I casually passed it off – “Oh well, never mind, it was only a cheap bag and all that was in it was a bottle of water and our umbrellas”. “And my mobile phone!” wailed Kim and I could tell by the look on her face that this was all my fault which I suppose technically it was because I had responsibility for the bag and I hadn’t put the phone in the safety deposit box that morning as I should have done. Double Oooops!!
We needed to get the phone cancelled but this proved difficult because first of all we had to find a telephone number to report it then my phone refused to make outgoing calls and we couldn’t use the hotel phone until we left a credit card swipe and there was a massive queue of people at hotel reception which meant that this was going to take forever.
Then I hit on a brilliant solution and contacted someone with great experience in these matters. My daughter has lost more mobile phones than anyone would think possible including one that fell of a pedalo into the sea in Santorini and one that went down a lavatory pan so I was sure that she would know what to do and sure enough within fifteen minutes she sent a text to confirm that it was done.
This didn’t cheer Kim up quite as much as I had hoped and so after dinner while she sulked in the room I set off back into the city to see if it could be found.
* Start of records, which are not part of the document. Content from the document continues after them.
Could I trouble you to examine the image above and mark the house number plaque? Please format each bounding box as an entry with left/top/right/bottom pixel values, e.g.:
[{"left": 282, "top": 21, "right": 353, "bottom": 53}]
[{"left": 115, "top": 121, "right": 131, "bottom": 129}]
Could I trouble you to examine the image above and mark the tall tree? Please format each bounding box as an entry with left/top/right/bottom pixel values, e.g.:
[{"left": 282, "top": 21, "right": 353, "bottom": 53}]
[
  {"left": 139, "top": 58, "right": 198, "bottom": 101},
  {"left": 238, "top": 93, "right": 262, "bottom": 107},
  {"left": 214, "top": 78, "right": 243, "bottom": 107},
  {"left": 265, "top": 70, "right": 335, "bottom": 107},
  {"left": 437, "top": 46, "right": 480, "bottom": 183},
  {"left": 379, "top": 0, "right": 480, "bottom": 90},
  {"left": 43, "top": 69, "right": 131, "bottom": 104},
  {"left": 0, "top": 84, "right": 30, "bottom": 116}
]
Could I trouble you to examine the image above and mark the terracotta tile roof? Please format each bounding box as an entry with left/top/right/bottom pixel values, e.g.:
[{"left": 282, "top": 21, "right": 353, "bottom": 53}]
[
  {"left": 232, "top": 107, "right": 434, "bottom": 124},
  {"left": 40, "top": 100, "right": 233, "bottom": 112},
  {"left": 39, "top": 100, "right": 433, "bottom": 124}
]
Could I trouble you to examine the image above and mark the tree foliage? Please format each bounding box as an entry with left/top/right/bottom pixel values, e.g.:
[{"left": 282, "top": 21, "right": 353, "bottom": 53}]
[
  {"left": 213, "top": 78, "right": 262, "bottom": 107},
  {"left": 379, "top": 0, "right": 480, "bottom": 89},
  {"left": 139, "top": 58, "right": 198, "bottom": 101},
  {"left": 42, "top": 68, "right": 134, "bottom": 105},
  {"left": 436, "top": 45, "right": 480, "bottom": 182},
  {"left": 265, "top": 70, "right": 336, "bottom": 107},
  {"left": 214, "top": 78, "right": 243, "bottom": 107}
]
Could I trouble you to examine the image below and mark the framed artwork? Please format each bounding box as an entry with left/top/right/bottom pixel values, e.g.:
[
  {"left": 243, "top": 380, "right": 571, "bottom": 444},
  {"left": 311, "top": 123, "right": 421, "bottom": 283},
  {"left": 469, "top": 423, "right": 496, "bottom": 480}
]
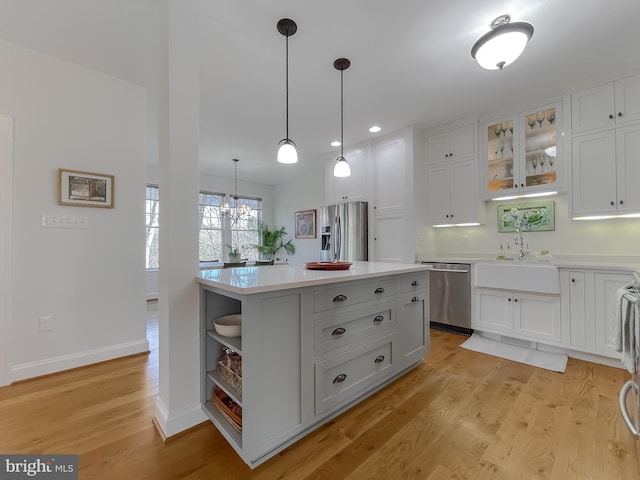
[
  {"left": 497, "top": 200, "right": 554, "bottom": 233},
  {"left": 295, "top": 209, "right": 316, "bottom": 239},
  {"left": 58, "top": 169, "right": 114, "bottom": 208}
]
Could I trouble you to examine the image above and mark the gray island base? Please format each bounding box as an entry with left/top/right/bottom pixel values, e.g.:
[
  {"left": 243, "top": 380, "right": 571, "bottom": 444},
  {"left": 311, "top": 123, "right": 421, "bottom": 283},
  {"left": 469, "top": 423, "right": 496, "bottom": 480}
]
[{"left": 197, "top": 261, "right": 431, "bottom": 468}]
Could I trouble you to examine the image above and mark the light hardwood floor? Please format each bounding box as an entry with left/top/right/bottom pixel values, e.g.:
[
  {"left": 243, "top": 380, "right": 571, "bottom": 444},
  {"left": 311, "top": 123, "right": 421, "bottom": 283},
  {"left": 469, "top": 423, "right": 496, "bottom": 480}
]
[{"left": 1, "top": 303, "right": 638, "bottom": 479}]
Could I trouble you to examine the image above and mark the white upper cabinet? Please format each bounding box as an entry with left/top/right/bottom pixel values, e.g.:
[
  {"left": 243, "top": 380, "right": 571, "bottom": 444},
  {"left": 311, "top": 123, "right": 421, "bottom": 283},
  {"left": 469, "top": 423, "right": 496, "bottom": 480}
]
[
  {"left": 427, "top": 159, "right": 477, "bottom": 224},
  {"left": 427, "top": 124, "right": 474, "bottom": 165},
  {"left": 482, "top": 101, "right": 563, "bottom": 199},
  {"left": 325, "top": 149, "right": 366, "bottom": 204},
  {"left": 572, "top": 73, "right": 640, "bottom": 133},
  {"left": 372, "top": 137, "right": 406, "bottom": 213},
  {"left": 572, "top": 123, "right": 640, "bottom": 216}
]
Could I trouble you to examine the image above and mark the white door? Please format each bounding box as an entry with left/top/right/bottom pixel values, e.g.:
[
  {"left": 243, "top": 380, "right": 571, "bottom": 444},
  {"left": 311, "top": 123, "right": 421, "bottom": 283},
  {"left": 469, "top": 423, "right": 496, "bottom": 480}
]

Kim said that this was a completely pointless thing to do as someone would be sure to have stolen it and phoned all their mates around the World before we’d cancelled it but as it was my fault I decided to go through with the plan however hopeless.
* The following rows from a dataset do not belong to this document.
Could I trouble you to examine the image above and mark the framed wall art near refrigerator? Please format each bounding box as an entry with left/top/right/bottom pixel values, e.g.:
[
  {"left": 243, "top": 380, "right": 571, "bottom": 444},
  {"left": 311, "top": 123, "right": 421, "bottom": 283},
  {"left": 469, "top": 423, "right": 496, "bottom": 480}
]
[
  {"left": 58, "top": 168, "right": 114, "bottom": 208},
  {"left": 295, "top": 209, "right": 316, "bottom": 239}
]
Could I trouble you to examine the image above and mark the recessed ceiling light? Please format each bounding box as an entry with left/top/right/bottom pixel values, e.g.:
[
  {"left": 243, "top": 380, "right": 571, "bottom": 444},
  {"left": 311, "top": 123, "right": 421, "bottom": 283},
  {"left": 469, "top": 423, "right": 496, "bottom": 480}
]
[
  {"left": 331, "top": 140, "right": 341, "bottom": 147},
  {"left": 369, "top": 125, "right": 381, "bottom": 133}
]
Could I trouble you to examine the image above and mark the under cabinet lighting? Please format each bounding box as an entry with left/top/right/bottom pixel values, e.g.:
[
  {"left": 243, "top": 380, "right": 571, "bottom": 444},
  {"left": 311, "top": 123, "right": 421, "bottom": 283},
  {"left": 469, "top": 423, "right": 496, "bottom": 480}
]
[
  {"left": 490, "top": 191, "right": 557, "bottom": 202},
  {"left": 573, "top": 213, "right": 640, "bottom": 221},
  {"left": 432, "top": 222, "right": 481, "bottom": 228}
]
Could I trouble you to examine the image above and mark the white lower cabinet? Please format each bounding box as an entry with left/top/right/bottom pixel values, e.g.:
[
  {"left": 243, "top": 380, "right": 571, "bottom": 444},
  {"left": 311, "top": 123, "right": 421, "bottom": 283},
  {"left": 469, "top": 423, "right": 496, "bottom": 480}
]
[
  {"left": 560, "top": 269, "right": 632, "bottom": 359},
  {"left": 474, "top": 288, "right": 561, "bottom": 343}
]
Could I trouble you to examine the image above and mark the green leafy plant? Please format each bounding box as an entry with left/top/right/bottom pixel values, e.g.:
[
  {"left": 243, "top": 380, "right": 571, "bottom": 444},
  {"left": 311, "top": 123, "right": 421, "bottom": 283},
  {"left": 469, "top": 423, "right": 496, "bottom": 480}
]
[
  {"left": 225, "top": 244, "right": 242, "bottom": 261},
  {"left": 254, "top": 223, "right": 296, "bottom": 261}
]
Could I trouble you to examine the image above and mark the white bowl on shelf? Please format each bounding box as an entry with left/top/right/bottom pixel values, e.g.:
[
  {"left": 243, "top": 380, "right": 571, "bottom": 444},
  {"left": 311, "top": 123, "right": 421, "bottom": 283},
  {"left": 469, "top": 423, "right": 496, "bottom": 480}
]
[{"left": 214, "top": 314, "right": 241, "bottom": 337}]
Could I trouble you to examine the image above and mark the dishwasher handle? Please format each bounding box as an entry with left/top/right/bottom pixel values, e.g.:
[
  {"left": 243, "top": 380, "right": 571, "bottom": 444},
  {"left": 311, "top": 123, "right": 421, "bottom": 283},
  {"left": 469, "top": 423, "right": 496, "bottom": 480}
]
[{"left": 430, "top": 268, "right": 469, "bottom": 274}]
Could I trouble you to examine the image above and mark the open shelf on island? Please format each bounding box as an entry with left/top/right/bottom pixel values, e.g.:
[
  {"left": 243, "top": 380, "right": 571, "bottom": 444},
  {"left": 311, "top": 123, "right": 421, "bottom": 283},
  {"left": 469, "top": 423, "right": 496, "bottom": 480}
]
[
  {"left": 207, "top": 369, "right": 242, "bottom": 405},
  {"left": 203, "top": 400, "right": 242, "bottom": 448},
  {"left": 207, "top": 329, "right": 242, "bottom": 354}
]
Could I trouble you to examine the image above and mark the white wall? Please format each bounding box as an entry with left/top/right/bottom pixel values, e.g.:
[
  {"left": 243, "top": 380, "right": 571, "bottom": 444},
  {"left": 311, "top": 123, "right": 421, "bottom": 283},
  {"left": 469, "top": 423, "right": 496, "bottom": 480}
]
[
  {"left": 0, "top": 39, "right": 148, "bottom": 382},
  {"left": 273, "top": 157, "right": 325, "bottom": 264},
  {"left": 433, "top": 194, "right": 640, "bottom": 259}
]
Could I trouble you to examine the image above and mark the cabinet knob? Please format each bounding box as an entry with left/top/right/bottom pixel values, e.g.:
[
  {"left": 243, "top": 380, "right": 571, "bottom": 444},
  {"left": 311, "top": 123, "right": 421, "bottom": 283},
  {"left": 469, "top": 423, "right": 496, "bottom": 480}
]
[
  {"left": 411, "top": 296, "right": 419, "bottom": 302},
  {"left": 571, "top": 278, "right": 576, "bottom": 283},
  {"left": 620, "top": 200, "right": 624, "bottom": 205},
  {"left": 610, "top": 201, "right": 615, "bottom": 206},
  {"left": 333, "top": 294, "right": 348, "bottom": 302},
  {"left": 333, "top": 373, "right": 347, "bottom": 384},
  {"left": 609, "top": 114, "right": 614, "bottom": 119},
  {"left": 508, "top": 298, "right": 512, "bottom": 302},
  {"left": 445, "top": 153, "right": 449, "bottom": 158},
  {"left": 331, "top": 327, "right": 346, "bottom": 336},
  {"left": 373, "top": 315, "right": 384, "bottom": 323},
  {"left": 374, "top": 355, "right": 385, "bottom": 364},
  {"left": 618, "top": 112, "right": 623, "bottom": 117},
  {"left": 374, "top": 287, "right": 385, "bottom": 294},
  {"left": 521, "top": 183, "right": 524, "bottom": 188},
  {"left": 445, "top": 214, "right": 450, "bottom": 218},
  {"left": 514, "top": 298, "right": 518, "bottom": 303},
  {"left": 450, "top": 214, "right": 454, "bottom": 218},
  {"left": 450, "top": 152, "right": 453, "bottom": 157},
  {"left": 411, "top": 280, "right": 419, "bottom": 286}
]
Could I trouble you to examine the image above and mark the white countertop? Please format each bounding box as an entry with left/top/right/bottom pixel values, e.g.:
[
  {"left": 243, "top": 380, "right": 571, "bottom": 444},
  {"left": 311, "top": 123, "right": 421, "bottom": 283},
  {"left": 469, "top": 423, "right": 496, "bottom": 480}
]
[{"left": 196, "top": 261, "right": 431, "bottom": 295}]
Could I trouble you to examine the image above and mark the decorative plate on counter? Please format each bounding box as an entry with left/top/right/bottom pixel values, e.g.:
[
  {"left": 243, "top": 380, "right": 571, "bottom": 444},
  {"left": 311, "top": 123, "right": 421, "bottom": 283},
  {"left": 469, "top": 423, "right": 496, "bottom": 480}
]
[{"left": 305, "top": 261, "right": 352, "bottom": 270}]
I took the mini-bus and the metro and even at ten o’clock at night the boats were still running so even though I wasn’t terribly optimistic I went down to the office and enquired. No, nothing had been handed in the staff explained but if I waited ten minutes the boat we had been on would be coming back and they would see if it was on board. Eventually it arrived, a man disappeared inside the cabin and to my surprise and elation came back with the bag complete with all its contents.
I couldn’t wait to get back as quickly as I could with the good news and to invite her to reassess her faith in human nature and I skipped along Nevski Prospekt, ran down the escalators, urged the Metro and the mini-bus to go faster and cursed the hotel lift for being so slow before getting back to the room to return the lost phone and to save my skin!
Kim was happy and a crisis had been averted so we celebrated in the hotel bar where we spent the rest of the evening with some of our fellow travellers listening to a hotel lounge bar live band running through a catalogue of classics and drinking beer and wine regardless of the cost.